Designing a Rightsizing Strategy: AWS Cost Optimization Study Guide
Designing a rightsizing strategy
Designing a Rightsizing Strategy
This guide covers the strategic process of matching AWS resource sizes and types to your workload performance and capacity requirements at the lowest possible cost. Rightsizing is a cornerstone of the AWS Well-Architected Framework's Cost Optimization pillar.
Learning Objectives
After studying this guide, you should be able to:
- Define rightsizing and its importance in cloud financial management (FinOps).
- Identify over-provisioned resources using AWS monitoring and optimization tools.
- Map on-premises workloads to appropriate AWS instance families and sizes.
- Select optimal pricing models based on workload consumption patterns.

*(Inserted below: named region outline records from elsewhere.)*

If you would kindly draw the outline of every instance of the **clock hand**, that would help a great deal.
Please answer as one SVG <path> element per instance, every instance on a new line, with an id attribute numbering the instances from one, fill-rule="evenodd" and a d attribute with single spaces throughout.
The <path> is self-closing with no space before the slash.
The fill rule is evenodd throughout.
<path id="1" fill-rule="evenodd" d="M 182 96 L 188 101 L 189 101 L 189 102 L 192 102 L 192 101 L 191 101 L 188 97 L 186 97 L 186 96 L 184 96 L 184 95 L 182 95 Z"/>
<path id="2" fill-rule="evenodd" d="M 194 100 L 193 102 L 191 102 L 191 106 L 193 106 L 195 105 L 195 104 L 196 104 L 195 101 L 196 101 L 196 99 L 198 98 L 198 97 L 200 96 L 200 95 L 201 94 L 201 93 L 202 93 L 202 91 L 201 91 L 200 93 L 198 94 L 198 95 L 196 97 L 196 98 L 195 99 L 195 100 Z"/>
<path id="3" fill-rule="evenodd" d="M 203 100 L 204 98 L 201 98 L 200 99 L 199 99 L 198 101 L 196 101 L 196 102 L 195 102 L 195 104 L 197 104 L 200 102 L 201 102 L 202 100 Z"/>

- Implement a continuous optimization lifecycle using AWS Compute Optimizer.
Key Terms & Glossary
- Rightsizing: The process of matching instance types and sizes to your workload performance and capacity requirements at the least possible cost.
- Over-provisioning: Assigning more resources (CPU, RAM, I/O) than a workload requires, leading to wasted spend.
- Under-provisioning: Assigning fewer resources than needed, potentially causing performance bottlenecks or application failure.
- AWS Compute Optimizer: A machine learning-based service that analyzes historical utilization metrics to recommend optimal AWS resources.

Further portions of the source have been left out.